I scoffed and looked away from her scrutinizing glare. At that moment, I saw a dark brown-skinned man with short hair, and a clean-cut hairline.
He maneuvered himself in front of our home.
The short and badly in repair wall was all that blocked him from us. His eyes downward, he moved slowly, while taking glances at the lawn between us.
He was trying not to look at us. I looked up, Nodelyn had noticed him as well, but her face was more curious.
Who the hell was he?
He put his finger on his lips as if to say something.
"Can I help you with something? Why are you just stalking our house front suh?" Nodelyn asked.
He finally looked right at her and smiled with a twirl of his body.
"Hi, my name is Malt. I was wondering if I could talk to you." He waved his hands up in an exaggerated fashion. "If you are done talking that is."
I was about to say something, but she beat me to the punch. "Me done talk to that waste of space over there, what do you want Malt?" She said his name with a grin as if she pictured the comedy of a man with that name.

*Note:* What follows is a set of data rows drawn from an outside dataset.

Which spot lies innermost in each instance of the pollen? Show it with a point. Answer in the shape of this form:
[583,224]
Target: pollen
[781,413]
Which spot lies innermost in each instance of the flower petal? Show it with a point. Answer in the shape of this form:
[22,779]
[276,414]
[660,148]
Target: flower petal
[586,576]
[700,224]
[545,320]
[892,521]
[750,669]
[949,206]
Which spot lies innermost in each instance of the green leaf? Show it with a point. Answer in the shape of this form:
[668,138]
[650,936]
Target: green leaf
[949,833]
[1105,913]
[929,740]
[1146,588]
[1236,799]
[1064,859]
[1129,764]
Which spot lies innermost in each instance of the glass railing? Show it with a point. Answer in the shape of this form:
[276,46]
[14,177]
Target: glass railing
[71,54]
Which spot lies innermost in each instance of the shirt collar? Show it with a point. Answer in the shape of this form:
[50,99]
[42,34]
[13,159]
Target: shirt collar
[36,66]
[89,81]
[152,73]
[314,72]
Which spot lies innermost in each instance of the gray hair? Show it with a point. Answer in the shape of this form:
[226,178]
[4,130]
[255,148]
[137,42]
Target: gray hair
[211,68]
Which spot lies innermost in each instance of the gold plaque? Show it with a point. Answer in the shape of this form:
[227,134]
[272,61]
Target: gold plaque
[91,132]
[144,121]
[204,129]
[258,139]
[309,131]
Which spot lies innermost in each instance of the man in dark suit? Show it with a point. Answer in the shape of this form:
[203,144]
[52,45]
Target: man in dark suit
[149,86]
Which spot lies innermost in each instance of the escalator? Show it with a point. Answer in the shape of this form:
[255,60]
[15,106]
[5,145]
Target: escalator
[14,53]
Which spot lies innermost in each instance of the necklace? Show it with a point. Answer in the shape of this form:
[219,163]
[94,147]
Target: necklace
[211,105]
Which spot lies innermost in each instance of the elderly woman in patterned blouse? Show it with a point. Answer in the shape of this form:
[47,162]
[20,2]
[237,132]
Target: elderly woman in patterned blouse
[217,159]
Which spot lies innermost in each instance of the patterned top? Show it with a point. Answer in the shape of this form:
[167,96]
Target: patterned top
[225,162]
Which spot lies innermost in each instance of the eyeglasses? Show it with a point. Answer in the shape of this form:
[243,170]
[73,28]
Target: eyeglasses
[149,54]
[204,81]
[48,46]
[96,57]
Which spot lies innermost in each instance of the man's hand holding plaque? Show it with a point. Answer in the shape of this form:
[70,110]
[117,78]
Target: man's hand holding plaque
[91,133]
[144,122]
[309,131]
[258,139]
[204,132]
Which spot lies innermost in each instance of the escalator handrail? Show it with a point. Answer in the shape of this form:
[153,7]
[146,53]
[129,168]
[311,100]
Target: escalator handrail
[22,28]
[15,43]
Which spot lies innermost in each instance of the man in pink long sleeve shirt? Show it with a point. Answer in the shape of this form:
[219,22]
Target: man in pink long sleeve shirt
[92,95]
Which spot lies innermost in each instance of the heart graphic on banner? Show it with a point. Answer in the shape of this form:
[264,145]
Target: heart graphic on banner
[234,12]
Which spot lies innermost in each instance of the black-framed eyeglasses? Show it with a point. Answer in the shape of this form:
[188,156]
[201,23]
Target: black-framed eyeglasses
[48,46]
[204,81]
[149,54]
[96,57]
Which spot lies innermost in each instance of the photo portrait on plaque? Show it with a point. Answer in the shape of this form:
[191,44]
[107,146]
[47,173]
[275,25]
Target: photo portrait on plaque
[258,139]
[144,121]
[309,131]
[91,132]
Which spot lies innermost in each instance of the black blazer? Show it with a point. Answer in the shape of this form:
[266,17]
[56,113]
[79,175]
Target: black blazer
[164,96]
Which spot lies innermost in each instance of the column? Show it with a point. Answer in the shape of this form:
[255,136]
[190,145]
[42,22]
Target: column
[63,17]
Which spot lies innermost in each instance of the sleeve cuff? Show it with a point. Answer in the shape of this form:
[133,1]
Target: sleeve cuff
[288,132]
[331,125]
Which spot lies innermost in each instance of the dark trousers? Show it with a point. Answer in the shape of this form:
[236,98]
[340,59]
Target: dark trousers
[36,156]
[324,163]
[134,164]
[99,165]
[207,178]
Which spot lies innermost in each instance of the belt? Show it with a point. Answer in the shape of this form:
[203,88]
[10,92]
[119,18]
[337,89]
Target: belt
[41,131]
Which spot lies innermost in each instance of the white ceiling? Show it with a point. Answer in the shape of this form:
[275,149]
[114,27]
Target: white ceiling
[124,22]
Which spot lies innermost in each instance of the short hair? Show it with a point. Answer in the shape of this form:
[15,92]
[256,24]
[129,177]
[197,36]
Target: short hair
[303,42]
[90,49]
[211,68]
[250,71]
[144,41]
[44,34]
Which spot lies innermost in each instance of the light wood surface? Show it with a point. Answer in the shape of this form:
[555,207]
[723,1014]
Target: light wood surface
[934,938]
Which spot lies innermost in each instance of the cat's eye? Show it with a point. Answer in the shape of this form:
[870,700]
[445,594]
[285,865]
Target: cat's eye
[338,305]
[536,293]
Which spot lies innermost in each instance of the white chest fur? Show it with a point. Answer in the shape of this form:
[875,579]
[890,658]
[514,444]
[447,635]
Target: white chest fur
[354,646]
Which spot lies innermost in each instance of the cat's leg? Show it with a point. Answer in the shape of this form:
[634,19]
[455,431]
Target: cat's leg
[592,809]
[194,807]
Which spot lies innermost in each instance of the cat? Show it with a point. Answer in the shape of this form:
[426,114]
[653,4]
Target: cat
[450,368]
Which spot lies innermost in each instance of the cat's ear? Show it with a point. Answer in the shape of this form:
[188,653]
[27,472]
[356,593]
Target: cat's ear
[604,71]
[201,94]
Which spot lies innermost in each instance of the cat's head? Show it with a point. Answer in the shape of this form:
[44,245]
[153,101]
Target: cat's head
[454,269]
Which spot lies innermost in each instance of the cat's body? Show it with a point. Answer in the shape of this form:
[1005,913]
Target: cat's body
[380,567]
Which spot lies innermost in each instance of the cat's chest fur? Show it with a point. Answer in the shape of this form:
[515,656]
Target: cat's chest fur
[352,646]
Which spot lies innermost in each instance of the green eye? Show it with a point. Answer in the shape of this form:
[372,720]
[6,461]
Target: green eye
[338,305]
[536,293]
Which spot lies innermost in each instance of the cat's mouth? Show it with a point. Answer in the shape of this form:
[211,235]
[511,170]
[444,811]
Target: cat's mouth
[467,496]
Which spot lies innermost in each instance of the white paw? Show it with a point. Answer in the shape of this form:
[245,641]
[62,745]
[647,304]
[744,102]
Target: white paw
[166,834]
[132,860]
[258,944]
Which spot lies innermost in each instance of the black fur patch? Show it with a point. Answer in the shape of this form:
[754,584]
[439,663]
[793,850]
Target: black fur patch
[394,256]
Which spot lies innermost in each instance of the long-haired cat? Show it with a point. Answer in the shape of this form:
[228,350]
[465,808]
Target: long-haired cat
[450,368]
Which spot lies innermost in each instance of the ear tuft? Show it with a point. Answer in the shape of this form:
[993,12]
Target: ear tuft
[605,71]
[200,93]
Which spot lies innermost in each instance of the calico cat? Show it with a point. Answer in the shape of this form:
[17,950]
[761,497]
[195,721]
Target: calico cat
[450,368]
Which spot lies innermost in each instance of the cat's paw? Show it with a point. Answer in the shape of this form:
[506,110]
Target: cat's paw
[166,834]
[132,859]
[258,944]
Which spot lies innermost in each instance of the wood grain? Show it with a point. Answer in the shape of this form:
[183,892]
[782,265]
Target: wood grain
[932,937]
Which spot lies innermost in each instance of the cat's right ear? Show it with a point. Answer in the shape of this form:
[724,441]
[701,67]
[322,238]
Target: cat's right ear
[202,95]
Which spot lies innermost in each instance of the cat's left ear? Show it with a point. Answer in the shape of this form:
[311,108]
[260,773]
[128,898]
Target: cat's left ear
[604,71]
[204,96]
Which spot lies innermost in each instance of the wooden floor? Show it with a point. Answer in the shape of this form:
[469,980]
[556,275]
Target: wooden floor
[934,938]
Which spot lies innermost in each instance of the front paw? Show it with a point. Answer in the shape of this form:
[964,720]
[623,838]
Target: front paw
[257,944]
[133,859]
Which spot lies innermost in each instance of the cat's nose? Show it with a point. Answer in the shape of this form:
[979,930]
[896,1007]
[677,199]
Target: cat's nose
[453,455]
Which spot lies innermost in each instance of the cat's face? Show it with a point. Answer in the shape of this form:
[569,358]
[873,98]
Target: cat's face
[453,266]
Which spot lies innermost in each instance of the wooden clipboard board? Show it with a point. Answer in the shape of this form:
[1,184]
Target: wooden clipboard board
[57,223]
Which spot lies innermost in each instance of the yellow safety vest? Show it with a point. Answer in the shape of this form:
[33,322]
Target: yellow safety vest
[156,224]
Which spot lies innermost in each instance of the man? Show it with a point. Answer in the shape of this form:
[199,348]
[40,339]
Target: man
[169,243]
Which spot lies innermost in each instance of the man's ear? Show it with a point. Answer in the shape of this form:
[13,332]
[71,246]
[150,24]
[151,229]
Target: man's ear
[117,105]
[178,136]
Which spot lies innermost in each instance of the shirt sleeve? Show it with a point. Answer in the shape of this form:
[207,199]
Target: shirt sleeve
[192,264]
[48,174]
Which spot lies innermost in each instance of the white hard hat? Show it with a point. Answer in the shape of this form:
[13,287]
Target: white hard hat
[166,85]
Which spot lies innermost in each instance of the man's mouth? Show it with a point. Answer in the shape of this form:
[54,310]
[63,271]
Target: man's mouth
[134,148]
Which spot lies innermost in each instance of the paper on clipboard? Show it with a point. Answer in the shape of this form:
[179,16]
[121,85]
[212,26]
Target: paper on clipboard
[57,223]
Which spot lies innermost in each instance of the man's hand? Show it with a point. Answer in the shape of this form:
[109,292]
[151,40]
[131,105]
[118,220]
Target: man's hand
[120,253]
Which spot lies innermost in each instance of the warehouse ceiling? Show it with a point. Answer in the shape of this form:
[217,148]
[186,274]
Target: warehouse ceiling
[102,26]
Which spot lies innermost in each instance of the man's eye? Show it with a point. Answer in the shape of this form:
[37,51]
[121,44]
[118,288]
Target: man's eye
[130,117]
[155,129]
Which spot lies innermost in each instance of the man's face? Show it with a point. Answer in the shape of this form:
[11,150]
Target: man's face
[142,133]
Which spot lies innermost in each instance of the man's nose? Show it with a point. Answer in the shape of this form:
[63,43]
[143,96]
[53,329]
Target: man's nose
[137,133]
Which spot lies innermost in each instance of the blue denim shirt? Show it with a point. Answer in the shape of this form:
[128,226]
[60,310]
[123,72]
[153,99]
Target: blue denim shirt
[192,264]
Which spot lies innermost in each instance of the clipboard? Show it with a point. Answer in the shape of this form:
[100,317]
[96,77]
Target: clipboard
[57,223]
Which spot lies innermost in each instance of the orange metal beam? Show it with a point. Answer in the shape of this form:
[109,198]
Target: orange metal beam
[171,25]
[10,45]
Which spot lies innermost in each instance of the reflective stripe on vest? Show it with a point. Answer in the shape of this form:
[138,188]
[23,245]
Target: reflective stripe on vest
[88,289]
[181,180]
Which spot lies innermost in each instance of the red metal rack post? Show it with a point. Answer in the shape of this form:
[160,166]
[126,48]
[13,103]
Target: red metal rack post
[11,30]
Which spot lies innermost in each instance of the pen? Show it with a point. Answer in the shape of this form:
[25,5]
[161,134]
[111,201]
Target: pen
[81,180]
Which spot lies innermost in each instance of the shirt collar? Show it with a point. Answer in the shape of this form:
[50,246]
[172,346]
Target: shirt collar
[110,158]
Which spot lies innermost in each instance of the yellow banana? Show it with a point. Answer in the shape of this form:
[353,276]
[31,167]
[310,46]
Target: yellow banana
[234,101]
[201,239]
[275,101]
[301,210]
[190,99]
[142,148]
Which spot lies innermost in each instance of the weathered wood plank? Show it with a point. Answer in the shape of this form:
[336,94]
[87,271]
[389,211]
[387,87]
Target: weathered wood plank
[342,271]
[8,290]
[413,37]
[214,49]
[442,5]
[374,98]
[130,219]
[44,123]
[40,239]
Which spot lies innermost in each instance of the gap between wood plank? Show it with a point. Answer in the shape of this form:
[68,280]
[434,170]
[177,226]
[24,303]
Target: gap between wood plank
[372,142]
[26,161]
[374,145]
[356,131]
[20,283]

My eyes rolled. I knew what it was like to have a last name ripe for comedy. My name was Pristine for the sake of god. I could have taken my father's name, Johnson, but my father had no hold over me.
"Well, I wanted to talk to him really," Malt answered.
She looked shocked, but I was now pondering where I hid that laptop. Had I hidden it? It was on the bed if not the table.
There was no way I got caught, right? No one ever came to this house asking for me, so that was not possible. I had no friends in Berry Hill.
At least Aunty Riana was not here. But why me? This guy didn't look like a government employee or anything. I watched him as he shot his eyes between us.
"Ah... Listen I don't want to talk about this here. Too many ears you know..."
Nodelyn shook her head. "Yeah, but we don't know you." She looked at me for some signal of sorts. What was she expecting from me?
"I am part of the Berry Hill Assassins, you know, the American Football team," Malt said.
I groaned as Nodelyn widened her eyes. That stupid thing again, no one wanted to join that team, worse me. Death interested me more than that stupid game.
"Oh, ok." Nodelyn looked at me. I was about to shout my displeasure.
"But what I wanted to talk about was the crime I saw your brother do," he said hoarsely, as if trying to whisper.
Nodelyn glared at me with narrowed eyes. I was not sure what to say. Should I have told him to go away, no, if he knew, he would have ratted me out. Why was he here then? Where was the guy I stole from?
Was he around, or had Malt come here on his behalf?
I decided not to overplay my hand. First, I denied it, "I don't know what you are talking about my youth."
He blinked, looked down the street and back at me. Those eyes became like piecing globes. "You are pretty fast, really fast. Me and the other two guys under the tree were shocked."
I remembered now. Back then I passed him and some other guys around Henly Lane, but how had he known? I looked at him, but he smiled brighter as if confident he caught me. Like hell he had, I was not admitting to anything.
Nodelyn moved towards the gate and unlocked the padlock.
"What the hell are you doing? You crazy woman?!" I asked.
She turned and shot me a fierce glare. "Shut up!" She turned to Malt who passed onto the verandah, "What crime?"
He uttered lowly, "He stole a laptop."